MG: Auditores-Fiscais responsabilizam Vale por trabalho escravo


Banheiro sem condições de uso
Vítimas levavam o minério de ferro pela estrada particular da Vale que liga duas minas em Itabirito. Eles não tinham acesso a banheiro ou água potável e cumpriam jornada exaustiva. É a primeira vez que Vale é vinculada diretamente ao crime 
Auditores-Fiscais da Superintendência Regional do Trabalho e Emprego de Minas Gerais – SRTE/MG responsabilizaram a Vale por trabalho análogo ao escravo em ação que encontrou 309 pessoas laborando em situação degradante na Mina do Pico, em Itabirito. 
No local, motoristas eram submetidos a jornadas exaustivas e a condições degradantes e foram vítimas de fraude, promessas enganosas e ameaças. Eles também não podiam usar o banheiro e tinham que trazer de casa a água potável para consumo. A inspeção, que teve início no dia 2 de fevereiro, autuou a empresa por 32 infrações trabalhistas. 
As vítimas levavam o minério de ferro pela estrada particular da Vale que liga duas minas em Itabirito. Apesar da tentativa de atribuir a responsabilidade à empresa terceirizada para executar o serviço, a Ouro Verde, no primeiro dia de inspeção os Auditores-Fiscais interditaram o local e a Vale foi responsabilizada pela terceirização ilícita e por submeter as 309 pessoas ao trabalho análogo ao de escravo. 
Os Auditores-Fiscais já haviam notificado a Ouro Verde em outra inspeção, quando foram definidas adequações necessárias relacionadas à legislação de saúde e segurança. Apesar disso, a empresa não providenciou as adequações. 
“A Vale sabia de tudo e deixou correr solto. Temos um relatório em que eles detectam e registram mais de 30 inconformidades nessa terceirizada”, diz o Auditor-Fiscal do Trabalho Marcelo Campos, coordenador do Projeto de Combate ao Trabalho Análogo ao de Escravo em Minas Gerais e responsável pela ação. 

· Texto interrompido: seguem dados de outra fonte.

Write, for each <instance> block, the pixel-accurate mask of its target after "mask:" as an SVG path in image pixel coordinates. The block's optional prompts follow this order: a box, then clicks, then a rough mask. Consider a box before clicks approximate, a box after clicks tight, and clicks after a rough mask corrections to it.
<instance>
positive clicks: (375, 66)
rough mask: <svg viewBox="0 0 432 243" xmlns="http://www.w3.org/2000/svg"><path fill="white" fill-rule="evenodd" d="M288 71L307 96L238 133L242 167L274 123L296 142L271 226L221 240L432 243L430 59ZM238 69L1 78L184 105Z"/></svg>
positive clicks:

O Ministério Público do Trabalho abriu inquérito para investigar a caracterização de trabalho escravo. Em 2013, uma sentença judicial já proibia a Vale de terceirizar os motoristas internos, por ser o transporte, nesta situação, uma atividade que não pode ser terceirizada. 
Mesmo assim, a Vale contesta essa sentença e se recusa a assumir a contratação dos trabalhadores. A multa acumulada pela “desobediência” está em R$ 7 milhões – equivalente a menos de 1% do lucro da empresa em 2014. 
Jornada exaustiva, sem água e sem banheiro
Devido ao estado de calamidade instalado no banheiro da Mina do Pico, os motoristas eram obrigados a fazer suas necessidades na estrada e não podiam tomar banho ou trocar de roupa ao fim do expediente. Voltavam para casa sujos. 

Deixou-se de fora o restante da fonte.